Militants Ambush Servicemen in Dagestan

Publication: North Caucasus Weekly Volume: 8 Issue: 7

Two servicemen from the Russian Army’s 136th Motorized Infantry Brigade were killed and five were wounded in an ambush in Dagestan on February 10. Kommersant reported on February 12 that an explosion took place at around 7 p.m. on February 10 on the side of the road leading from Buinaksk to the 136th Motorized Infantry Brigade’s shooting range in the village of Gerei-Avlak as a group of eight tank driver-mechanic trainees were returning to their unit after training. The blast, equivalent to around two kilograms of TNT, took place around 20 meters from a bridge across a river. Immediately after the blast, unidentified gunmen opened fire on the recruits from two positions using automatic weapons. The recruits were unarmed and thus unable to fire back. Two soldiers who received the worst shrapnel injuries died later in the hospital. The other five injured recruits were hospitalized in grave condition.

According to Kommersant, Dagestani security officials believe it was not a coincidence that an attack took place in the Buinaksk district following the recent attacks on Dagestani Interior Minister Aldigerei Magomedtagirov and Khasavyurt deputy police chief Raip Ashikov, in which the two high-level officials escaped injury but four of their subordinates died (Chechnya Weekly, February 8).

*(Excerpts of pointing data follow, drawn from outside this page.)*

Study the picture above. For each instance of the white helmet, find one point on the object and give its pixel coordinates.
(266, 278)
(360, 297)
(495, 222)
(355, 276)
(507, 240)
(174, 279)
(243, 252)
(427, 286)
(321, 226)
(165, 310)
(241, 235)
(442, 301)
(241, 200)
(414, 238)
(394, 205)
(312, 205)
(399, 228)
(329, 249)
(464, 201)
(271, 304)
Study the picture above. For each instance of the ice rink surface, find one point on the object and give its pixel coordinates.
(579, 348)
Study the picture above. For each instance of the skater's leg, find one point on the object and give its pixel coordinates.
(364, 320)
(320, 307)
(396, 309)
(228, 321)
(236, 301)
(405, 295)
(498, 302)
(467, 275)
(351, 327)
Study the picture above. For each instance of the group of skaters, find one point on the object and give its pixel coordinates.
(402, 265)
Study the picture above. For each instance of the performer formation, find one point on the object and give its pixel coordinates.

Buinaksk is considered to be one of the worst-off districts in the republic, where the most experienced and dangerous militants from the Sharia Jamaat are based. On February 9, the day before the bombing near Gerei-Avlak, worshipers at a Buinaksk mosque found leaflets containing a message entitled: “Appeal to the inhabitants of Dagestan from the Temirkhanshura [the old name for Buinaksk] group ‘Seifulla’ of the jamaat ‘Sharia.’” The appeal stated: “Any support for infidels against Muslims is kufr [disbelief or rejection of faith]. Every person who belongs to a kaffir [infidel] organization shares its status. Regardless of whether he is a Muslim or not, according to Sharia, the attitude toward him is the same as toward anyone working in these organizations.” The leaflets declared that anyone working inside the force structures or supporting them are “enemies of Allah,” Kommersant reported. Addressing “those who work for the unbelievers,” the leaflets declared: “We don’t wish you death and, even more, we don’t wish you Hell! Reform yourselves, leave that dirty work; don’t force us to destroy you.”

Meanwhile, the leader of the Dagestan branch of the Patriots of Russia party, Eduard Khidirov, was shot and seriously wounded in Makhachkala on February 14. ITAR-Tass reported that Khidirov’s received multiple gunshot wounds and that his brother, driver and a female passenger were also wounded in the attack.